2.2. Evidence syntheses

3.2 Evidence syntheses

What are the key sources of secondary evidence for veterinary sciences?

Your first search should be for secondary evidence, as if there is already a high-quality, up-to-date systematic review or evidence summary already published, there may be no need to search any further.

Evidence syntheses are a relatively new development for the veterinary profession, but more are being published each year, with growing collections now available online.

Evidence summaries

Freely available:

Although there are still only relatively small numbers, two key places to search are:

  • Veterinary Evidence — an online, open-access, peer-reviewed journal that publishes EBVM articles, including Knowledge Summaries and systematic reviews. It is published by RCVS Knowledge, the charity partner of the Royal College of Veterinary Surgeons (RCVS) in the UK.
  • BestBETs for Vets — a freely accessible database of Best Evidence Topics (BestBETS). It is published by the Centre for Evidence-based Veterinary Medicine at the University of Nottingham, UK.
  • Equine Veterinary Journal: Clinical Evidence in Equine Practice — online collection lists systematic reviews and critically appraised topics.
  • Zoonoses and Public Health — Special issue: systematic reviews and meta-analysis in animal agriculture and veterinary medicine.

Subscription required:

  • Veterinary Record  – this UK journal has a regular column called 'Clinical Decision-Making' which includes evidence syntheses.

Systematic reviews

Systematic reviews are considered the highest level of evidence. If you can find a recent systematic review that answers your specific question this will be a great help, as someone else has already spent the time doing the search and appraisal work for you.

The Cochrane Database of Systematic Reviews is a key source of systematic reviews in human medicine, and there is now a will in the veterinary community to try and build something comparable. In these early days of EBVM, a direct comparator of Cochrane does not exist for veterinary medicine, but the VetSRev database (see below) has been up and running since 2013.

The VetSRev database is a freely accessible online database of citations for systematic reviews relevant to veterinary medicine and science.

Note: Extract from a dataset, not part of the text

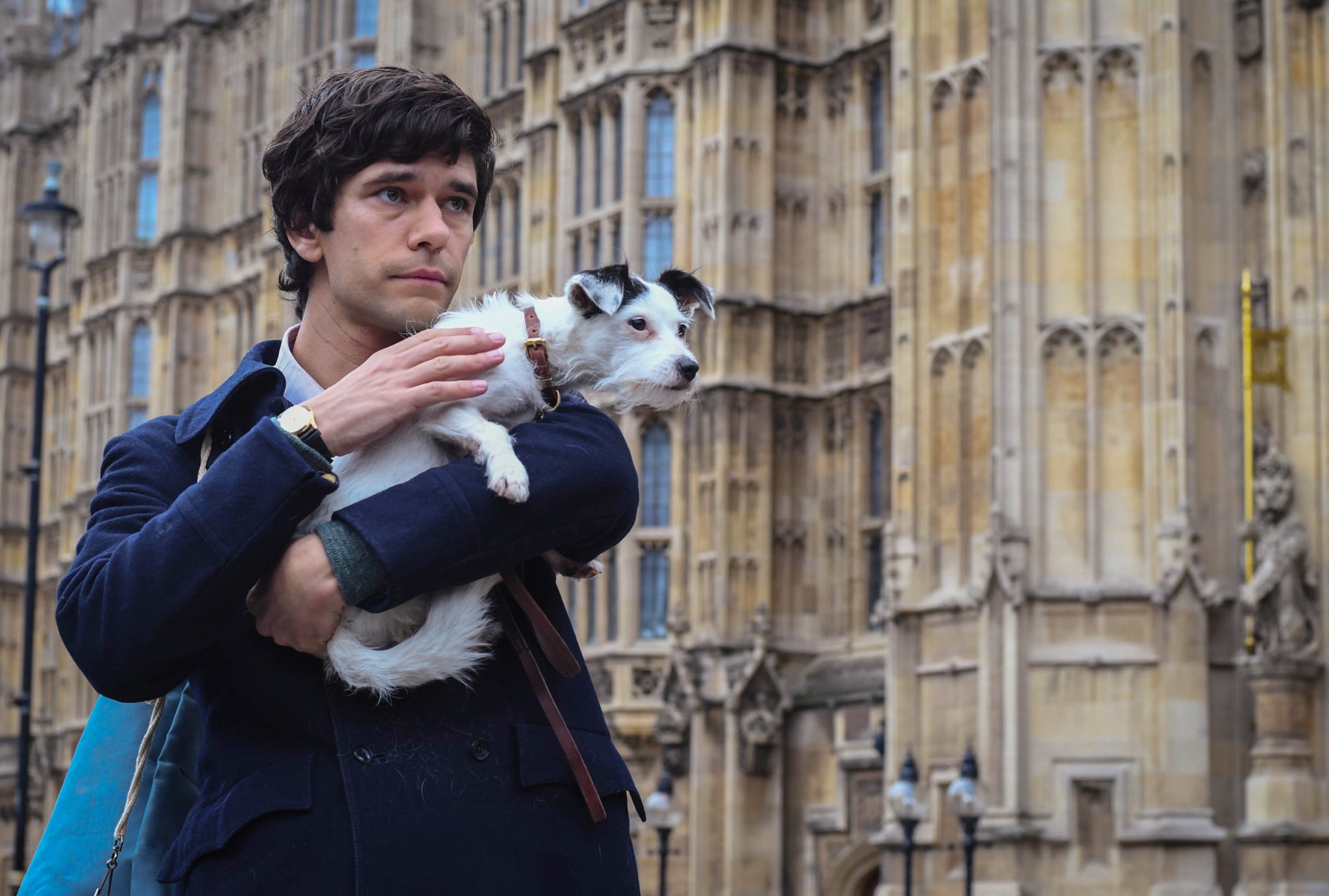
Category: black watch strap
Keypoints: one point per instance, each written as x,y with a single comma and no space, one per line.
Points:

Produced by the Centre for Evidence-based Veterinary Medicine at the University of Nottingham, UK, it aims to disseminate information about existing systematic reviews to the veterinary community. You may be surprised by the number that already exist, and the number published each year is growing.

Most GPs in human medicine use systematic reviews, evidence summaries, and guidelines to answer their clinical questions. They don’t do many, if any, searches of the primary literature themselves. For example, in the UK they may rely on NICE Evidence Search.